Ever have conflicts or disagreements? Ever been hurt or felt misunderstood? Do you feel burdened by bitterness over wrongs and injustices that have happened to you? You’re not alone. We all deal with feelings of hurt and betrayal, whether that which caused those feelings was done intentionally or unintentionally. And there’s only one thing that can set us free: forgiveness.
Gary Chapman, author of The 5 Love Languages, and Jennifer Thomas have teamed up to release When Sorry Isn’t Enough, a revised and updated edition of The Five Languages of Apology. In the book they put forth five ways to make things right with people. Each approach is captured by a phrase that communicates apology in a unique way. Some people long to hear the words, “I’m sorry.” Others want to hear you admit you were wrong. Others want you to find a way to right your wrong through your actions. Others want to hear you say you want to change. Still others want to hear you ask for forgiveness.

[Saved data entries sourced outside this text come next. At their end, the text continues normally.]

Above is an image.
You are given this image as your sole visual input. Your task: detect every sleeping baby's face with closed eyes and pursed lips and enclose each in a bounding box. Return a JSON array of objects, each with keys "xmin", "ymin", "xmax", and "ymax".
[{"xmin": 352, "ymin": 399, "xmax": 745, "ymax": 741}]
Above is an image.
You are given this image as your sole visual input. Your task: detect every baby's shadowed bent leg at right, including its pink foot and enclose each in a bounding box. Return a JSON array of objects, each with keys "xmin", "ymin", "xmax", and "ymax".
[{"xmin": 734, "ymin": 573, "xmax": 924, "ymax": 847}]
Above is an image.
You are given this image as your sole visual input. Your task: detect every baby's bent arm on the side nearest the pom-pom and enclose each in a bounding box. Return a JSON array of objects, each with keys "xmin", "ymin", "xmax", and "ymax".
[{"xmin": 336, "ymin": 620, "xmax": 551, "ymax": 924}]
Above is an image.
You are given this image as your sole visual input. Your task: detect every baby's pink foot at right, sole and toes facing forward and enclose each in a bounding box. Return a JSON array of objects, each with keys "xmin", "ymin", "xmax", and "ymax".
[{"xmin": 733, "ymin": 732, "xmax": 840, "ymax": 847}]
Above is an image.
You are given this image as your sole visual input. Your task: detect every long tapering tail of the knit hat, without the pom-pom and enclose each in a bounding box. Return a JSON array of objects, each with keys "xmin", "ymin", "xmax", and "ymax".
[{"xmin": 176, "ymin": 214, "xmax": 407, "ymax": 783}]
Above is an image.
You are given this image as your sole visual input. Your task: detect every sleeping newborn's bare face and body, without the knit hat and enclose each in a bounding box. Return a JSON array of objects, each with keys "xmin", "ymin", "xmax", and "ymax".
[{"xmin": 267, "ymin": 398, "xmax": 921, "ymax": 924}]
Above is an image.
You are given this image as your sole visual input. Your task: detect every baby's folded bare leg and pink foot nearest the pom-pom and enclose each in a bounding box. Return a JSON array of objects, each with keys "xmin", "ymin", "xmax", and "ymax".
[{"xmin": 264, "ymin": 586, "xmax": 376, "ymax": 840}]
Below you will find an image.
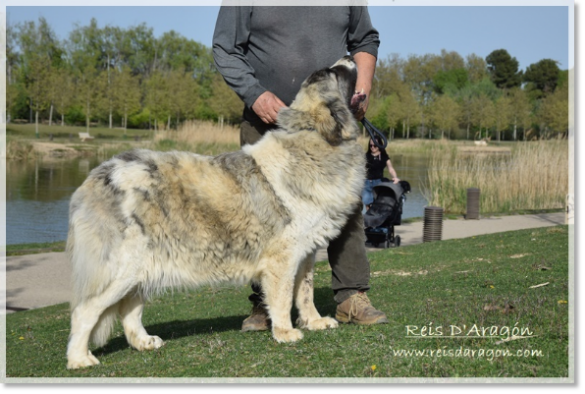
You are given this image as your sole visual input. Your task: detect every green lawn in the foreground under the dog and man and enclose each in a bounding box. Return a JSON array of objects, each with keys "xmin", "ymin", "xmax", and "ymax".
[{"xmin": 6, "ymin": 226, "xmax": 569, "ymax": 379}]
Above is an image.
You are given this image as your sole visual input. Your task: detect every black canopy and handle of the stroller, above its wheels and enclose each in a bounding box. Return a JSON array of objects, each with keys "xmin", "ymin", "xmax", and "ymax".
[{"xmin": 364, "ymin": 181, "xmax": 410, "ymax": 228}]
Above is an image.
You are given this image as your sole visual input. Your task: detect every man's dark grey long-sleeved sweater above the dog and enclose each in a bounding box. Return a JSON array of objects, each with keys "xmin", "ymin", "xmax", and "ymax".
[{"xmin": 213, "ymin": 6, "xmax": 380, "ymax": 123}]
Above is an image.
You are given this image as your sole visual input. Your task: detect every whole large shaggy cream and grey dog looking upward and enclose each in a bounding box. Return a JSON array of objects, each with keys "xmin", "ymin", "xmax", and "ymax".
[{"xmin": 67, "ymin": 57, "xmax": 365, "ymax": 368}]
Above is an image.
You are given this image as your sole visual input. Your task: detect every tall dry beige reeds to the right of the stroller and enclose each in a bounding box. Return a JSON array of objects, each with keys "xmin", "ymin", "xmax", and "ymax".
[{"xmin": 423, "ymin": 140, "xmax": 569, "ymax": 213}]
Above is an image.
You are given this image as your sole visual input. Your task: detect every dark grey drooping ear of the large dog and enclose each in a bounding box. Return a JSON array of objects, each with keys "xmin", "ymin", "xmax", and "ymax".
[{"xmin": 319, "ymin": 98, "xmax": 359, "ymax": 145}]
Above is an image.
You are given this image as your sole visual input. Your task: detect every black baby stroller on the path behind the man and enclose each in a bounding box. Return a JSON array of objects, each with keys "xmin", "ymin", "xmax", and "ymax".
[{"xmin": 364, "ymin": 178, "xmax": 410, "ymax": 248}]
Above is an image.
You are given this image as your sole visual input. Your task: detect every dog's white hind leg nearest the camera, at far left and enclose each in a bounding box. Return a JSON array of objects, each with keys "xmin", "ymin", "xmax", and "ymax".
[{"xmin": 67, "ymin": 285, "xmax": 132, "ymax": 369}]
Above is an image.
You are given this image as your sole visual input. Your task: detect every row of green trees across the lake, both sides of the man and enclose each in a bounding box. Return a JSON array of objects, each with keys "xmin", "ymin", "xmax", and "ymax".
[{"xmin": 6, "ymin": 18, "xmax": 568, "ymax": 140}]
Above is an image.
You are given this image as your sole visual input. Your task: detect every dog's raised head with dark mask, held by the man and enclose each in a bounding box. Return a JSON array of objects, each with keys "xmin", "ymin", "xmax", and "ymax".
[{"xmin": 278, "ymin": 56, "xmax": 361, "ymax": 145}]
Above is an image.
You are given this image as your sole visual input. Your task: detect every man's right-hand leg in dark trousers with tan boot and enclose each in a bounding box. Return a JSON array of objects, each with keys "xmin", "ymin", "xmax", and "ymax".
[{"xmin": 327, "ymin": 204, "xmax": 388, "ymax": 324}]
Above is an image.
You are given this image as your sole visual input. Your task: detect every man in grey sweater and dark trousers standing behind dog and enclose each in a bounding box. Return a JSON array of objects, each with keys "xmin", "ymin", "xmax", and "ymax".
[{"xmin": 213, "ymin": 7, "xmax": 388, "ymax": 331}]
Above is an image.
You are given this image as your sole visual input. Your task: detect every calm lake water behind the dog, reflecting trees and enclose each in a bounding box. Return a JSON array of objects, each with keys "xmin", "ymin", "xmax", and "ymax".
[{"xmin": 6, "ymin": 154, "xmax": 427, "ymax": 245}]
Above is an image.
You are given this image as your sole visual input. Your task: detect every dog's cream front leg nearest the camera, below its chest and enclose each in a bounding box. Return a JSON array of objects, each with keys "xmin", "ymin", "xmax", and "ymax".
[{"xmin": 262, "ymin": 253, "xmax": 303, "ymax": 342}]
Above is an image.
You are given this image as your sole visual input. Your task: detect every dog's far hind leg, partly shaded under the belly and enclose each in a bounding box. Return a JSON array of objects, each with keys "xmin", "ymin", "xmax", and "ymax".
[{"xmin": 119, "ymin": 294, "xmax": 163, "ymax": 351}]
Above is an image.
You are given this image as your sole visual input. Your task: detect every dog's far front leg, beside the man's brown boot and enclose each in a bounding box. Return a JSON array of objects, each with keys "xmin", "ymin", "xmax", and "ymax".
[{"xmin": 295, "ymin": 253, "xmax": 338, "ymax": 330}]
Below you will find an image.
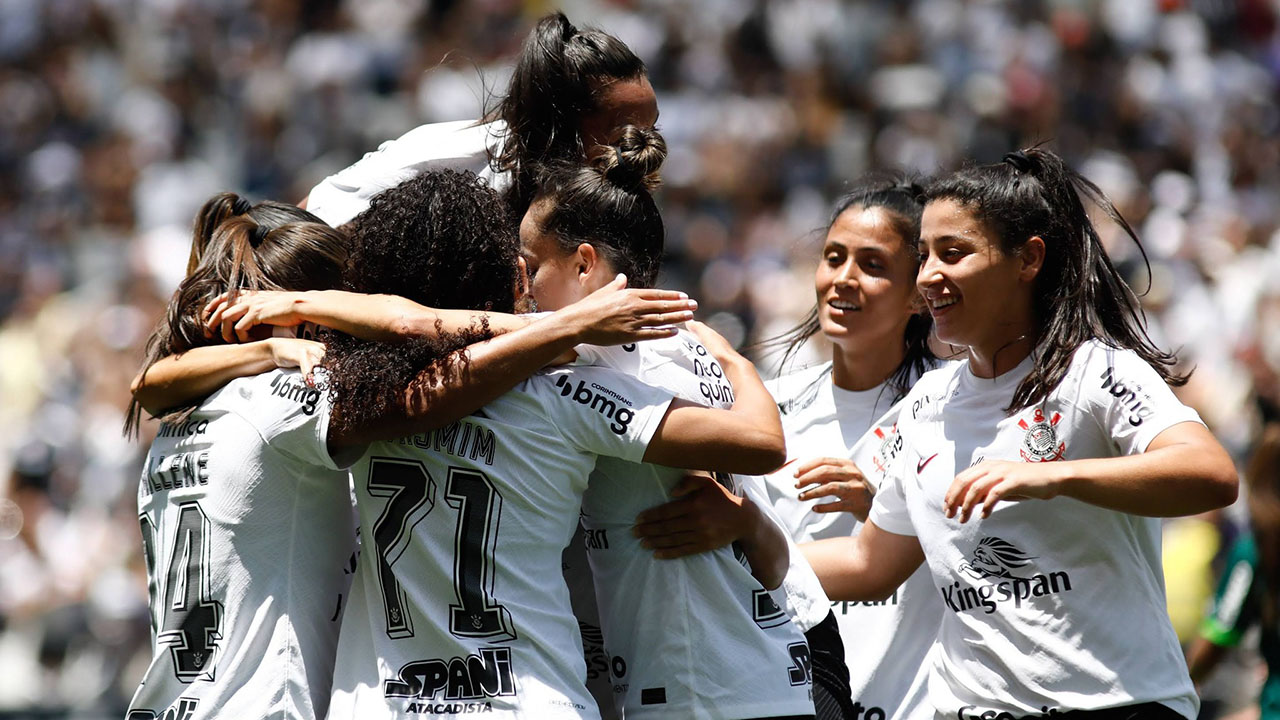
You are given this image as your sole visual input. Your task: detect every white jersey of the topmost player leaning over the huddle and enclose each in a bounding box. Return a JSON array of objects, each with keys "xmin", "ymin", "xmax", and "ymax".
[{"xmin": 307, "ymin": 120, "xmax": 511, "ymax": 227}]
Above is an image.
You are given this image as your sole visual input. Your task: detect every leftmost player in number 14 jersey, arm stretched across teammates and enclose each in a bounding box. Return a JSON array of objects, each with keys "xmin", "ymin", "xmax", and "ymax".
[{"xmin": 131, "ymin": 185, "xmax": 696, "ymax": 719}]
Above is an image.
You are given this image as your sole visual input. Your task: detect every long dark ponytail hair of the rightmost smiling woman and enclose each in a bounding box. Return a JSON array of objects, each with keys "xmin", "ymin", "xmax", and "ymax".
[{"xmin": 924, "ymin": 147, "xmax": 1187, "ymax": 413}]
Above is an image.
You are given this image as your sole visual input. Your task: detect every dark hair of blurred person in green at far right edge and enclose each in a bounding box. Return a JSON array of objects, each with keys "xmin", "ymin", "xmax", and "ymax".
[{"xmin": 1245, "ymin": 423, "xmax": 1280, "ymax": 637}]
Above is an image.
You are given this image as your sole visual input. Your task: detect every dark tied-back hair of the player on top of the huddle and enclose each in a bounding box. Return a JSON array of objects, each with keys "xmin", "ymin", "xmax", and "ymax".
[{"xmin": 485, "ymin": 13, "xmax": 645, "ymax": 213}]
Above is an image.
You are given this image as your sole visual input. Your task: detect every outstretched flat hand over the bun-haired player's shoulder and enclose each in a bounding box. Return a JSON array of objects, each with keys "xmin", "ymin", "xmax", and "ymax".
[{"xmin": 556, "ymin": 275, "xmax": 698, "ymax": 345}]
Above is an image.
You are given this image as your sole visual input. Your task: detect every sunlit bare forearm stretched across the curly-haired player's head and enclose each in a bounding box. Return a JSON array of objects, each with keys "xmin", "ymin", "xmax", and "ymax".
[{"xmin": 293, "ymin": 290, "xmax": 527, "ymax": 342}]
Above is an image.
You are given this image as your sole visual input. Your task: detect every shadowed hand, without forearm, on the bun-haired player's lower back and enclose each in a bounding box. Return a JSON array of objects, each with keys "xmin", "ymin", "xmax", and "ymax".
[{"xmin": 631, "ymin": 474, "xmax": 751, "ymax": 560}]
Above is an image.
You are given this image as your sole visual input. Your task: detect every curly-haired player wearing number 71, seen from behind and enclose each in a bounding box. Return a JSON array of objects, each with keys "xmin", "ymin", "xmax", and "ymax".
[{"xmin": 313, "ymin": 173, "xmax": 783, "ymax": 719}]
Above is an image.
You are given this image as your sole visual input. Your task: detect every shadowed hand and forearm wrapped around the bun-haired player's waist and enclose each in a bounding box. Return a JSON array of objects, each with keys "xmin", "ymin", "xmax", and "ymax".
[{"xmin": 632, "ymin": 474, "xmax": 791, "ymax": 589}]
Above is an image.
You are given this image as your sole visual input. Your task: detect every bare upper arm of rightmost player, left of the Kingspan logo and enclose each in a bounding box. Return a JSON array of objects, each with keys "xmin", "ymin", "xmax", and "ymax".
[{"xmin": 799, "ymin": 520, "xmax": 924, "ymax": 601}]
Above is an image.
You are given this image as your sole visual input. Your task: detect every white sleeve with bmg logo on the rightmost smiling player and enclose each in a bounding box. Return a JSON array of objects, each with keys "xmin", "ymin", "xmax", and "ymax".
[{"xmin": 1078, "ymin": 343, "xmax": 1202, "ymax": 455}]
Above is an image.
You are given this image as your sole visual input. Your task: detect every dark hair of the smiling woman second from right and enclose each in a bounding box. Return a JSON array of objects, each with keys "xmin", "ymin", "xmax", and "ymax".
[{"xmin": 763, "ymin": 173, "xmax": 937, "ymax": 402}]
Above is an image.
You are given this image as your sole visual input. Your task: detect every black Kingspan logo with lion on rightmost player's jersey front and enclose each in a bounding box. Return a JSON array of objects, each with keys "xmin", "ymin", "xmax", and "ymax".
[{"xmin": 938, "ymin": 537, "xmax": 1071, "ymax": 615}]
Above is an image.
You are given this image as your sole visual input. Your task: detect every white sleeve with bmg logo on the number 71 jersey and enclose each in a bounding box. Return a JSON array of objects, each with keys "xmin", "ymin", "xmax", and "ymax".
[{"xmin": 530, "ymin": 366, "xmax": 673, "ymax": 462}]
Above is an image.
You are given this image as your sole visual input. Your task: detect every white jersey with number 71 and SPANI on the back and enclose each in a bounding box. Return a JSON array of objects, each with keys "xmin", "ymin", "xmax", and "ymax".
[{"xmin": 329, "ymin": 368, "xmax": 671, "ymax": 720}]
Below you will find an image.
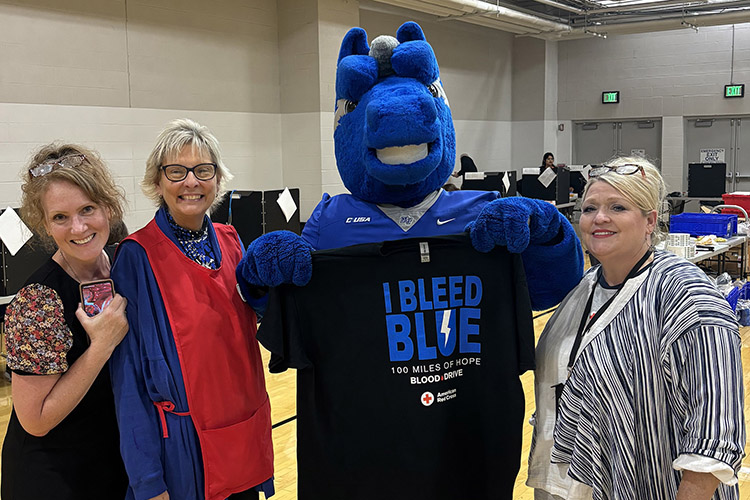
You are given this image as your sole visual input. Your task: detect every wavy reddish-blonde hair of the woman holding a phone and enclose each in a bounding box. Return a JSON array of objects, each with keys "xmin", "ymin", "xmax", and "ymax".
[{"xmin": 20, "ymin": 143, "xmax": 125, "ymax": 248}]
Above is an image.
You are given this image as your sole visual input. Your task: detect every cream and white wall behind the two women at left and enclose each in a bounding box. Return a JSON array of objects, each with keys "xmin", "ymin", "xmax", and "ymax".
[{"xmin": 0, "ymin": 0, "xmax": 283, "ymax": 230}]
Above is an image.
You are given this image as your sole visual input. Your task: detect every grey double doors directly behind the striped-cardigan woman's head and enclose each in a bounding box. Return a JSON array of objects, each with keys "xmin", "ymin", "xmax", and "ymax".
[{"xmin": 573, "ymin": 120, "xmax": 661, "ymax": 168}]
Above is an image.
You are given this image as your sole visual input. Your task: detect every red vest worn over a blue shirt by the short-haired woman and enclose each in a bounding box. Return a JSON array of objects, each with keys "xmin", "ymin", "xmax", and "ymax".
[{"xmin": 130, "ymin": 220, "xmax": 273, "ymax": 500}]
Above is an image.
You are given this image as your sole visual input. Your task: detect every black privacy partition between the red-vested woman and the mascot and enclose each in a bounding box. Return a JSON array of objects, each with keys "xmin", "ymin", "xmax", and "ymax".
[{"xmin": 211, "ymin": 188, "xmax": 300, "ymax": 246}]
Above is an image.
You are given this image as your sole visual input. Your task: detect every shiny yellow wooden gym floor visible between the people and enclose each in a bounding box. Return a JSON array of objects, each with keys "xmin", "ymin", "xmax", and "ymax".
[{"xmin": 0, "ymin": 320, "xmax": 750, "ymax": 500}]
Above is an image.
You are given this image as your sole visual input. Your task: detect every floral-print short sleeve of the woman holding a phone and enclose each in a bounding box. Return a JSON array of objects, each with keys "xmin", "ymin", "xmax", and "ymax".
[{"xmin": 5, "ymin": 284, "xmax": 73, "ymax": 375}]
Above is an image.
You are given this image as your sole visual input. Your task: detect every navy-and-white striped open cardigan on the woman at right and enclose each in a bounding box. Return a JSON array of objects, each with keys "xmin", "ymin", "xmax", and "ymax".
[{"xmin": 528, "ymin": 251, "xmax": 745, "ymax": 500}]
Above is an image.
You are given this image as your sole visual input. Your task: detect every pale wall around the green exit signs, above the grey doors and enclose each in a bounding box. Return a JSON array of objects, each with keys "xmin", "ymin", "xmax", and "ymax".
[{"xmin": 558, "ymin": 24, "xmax": 750, "ymax": 191}]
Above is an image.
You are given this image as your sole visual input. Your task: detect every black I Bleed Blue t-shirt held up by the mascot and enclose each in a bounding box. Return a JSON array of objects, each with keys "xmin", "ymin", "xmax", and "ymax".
[{"xmin": 258, "ymin": 235, "xmax": 534, "ymax": 500}]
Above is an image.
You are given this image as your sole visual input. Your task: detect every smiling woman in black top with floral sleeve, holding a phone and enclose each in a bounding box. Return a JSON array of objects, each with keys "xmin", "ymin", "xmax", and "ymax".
[{"xmin": 2, "ymin": 144, "xmax": 128, "ymax": 500}]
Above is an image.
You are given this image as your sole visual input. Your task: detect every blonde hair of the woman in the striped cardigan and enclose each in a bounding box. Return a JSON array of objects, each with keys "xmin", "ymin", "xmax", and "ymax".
[{"xmin": 583, "ymin": 156, "xmax": 667, "ymax": 245}]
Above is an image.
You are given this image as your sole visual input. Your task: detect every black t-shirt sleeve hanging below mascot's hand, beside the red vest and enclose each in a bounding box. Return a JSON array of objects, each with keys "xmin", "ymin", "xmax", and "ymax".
[{"xmin": 257, "ymin": 285, "xmax": 312, "ymax": 373}]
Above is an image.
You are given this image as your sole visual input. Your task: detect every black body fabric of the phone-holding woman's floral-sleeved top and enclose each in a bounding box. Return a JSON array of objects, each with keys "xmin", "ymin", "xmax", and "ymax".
[{"xmin": 1, "ymin": 259, "xmax": 127, "ymax": 500}]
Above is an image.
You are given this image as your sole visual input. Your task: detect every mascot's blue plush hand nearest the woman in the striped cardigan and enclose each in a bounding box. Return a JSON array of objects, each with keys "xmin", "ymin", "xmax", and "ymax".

As with The 5 Love Languages, each person has a primary way they communicate apology, and a way they desire to receive an apology. Apologies offered in a way (a language) that is foreign to the person receiving the apology is ineffective. We must learn the apology language of the person we are apologizing to in order to be effective in righting wrongs and restoring relationships. Forgiveness is the key to experiencing personal freedom as well as healing in relationships.
In the book Chapman and Thomas work through the how-tos of apologizing in each language. They also discuss the importance and the approach to apologizing when you don’t feel the need to, or don’t want to do so.
One area of forgiveness that is popular today is the idea of forgiving yourself, which Chapman and Thomas suggest in the book. I understand the logic of it philosophically and psychologically (if I can beat myself up and blame myself for things, why should I not also exercise self-forgiveness?), but I really struggle with the concept theologically as I personally can find no real precedent or biblical basis for it in practice. My understanding is that the Bible doesn’t call us to self-forgiveness, but rather accepting the forgiveness offered to us in Christ. An interesting dilemma perhaps they will address at some point.
Overall the book was most excellent, very informative, and really challenged my approach to the necessary practice of apology.
I received a copy of this book from the publisher for the purpose of this review.